Sara Paxton: I’m a big baby. Ghosts scare me. If I go see a movie with killers who break into your house, that doesn’t scare me. In the moment, I am scared [because] of the suspense in the movie, but when I go home I don’t think about it. I’m not thinking, “That killer’s going to come in.” But after a ghost movie, I’m like [in a scary voice], “The ghosts are everywhere.” People think I’m ridiculous. I kinda am.

2. So you were perfectly cast for this movie! Now, you’ve done a few horror films. You’ve done some, like this and “Shark Night 3D,” that were more in the fun or even silly category. You’ve also done the kind of horror film where, if the audience isn’t actually traumatized when they walk out the door, they don’t feel like they’ve gotten their money’s worth. Would something like “The Innkeepers” actually scare you more than “Last House on the Left”?

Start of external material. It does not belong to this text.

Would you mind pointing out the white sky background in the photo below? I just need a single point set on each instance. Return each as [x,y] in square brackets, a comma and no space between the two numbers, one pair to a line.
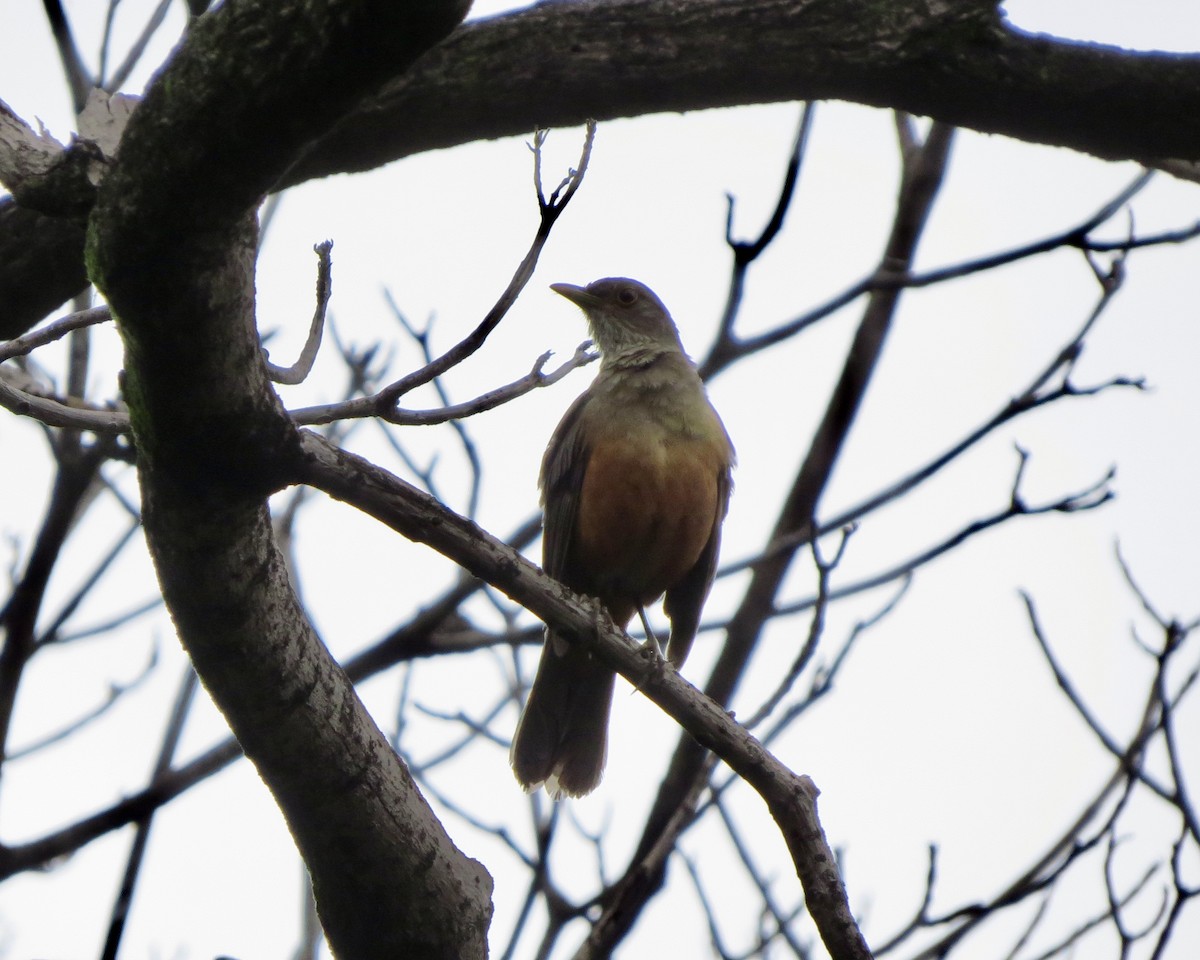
[946,725]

SP: Yeah, “The Innkeepers” scared me. I watched it at South by Southwest [SXSW] in the huge theater with everyone else. That was the first time I saw it because Ti wouldn’t let me see anything, which I’m fine with. Yeah, it scared me. It scared me because it’s unlike any scary movie that I’ve ever seen. Normally, when I see a scary movie, even though it does scare me because I’m a big pansy, I know when it’s coming. I’m ready. I wasn’t ready for this, so it really scared me. I wasn’t prepared [even though I was there when it was shot]. The way he puts it together afterwards makes it scary.

3. Both of your parents work in dentistry. [Paxton's mother is a dentist and her father manages the practice.] Can you talk about the importance of teeth in the performing arts?

SP: When I was a little kid, and I would do commercials and stuff, when I started losing my baby teeth, my mother would make me a little fake tooth. I wouldn’t get parts because of it, because casting directors would be mad. “We want real kids with [real teeth].” I never understood that. “I don’t wany to show my gap tooth.” Teeth are important, I guess you need good teeth, although sometimes they want the real deal — gritty characters with gnarly teeth.

4. You’ve said that Claire from “The Innkeepers” is probably the closest character you’ve ever played to yourself. Ti West describes you as “a charming goofball.” Is that easier or harder than playing somebody who’s very different from yourself?

SP: It’s easier. It is, because I don’t have to control it. You know what I think is the hardest thing? Playing sexy. Doing sexy roles and sex scenes — that terrifies me. Because I’m so nervous about it and so self-conscious about it that makes me not-sexy. Because I’m like [does an adorably bad quasi-Mae West impression], “This is me being sexy,” you know what I mean? I’m like “Oh, let’s do it!”…I have problems playing the [bad sexy English accent] “Come hither into my boudoir” kind of scenes. When I get those auditions, I panic.

5. You’ve been working fairly successfully as an actress since you were six. Do you ever fantasize about having a low-pressure, dead-end job like Claire in “The Innkeepers”?

SP: I wouldn’t say I fantasize about it, but some people think my job is a lot more glamorous than it is. I’m not like this big, famous movie star. Not that that’s what my goal is. At times you feel like, “Is this what I’m supposed to be doing? Should I do something else?” Obviously, I don’t because I love what I do, but it’s a hard industry to work in. It’s easy to get discouraged. You feel trampled on sometimes. When you’ve had three auditions, and you waited for them for an hour just to be treated like garbage or something, it gets too sad sometimes. But I think that it’s worth it if you love it, and I do. Just gotta keep pushing forward.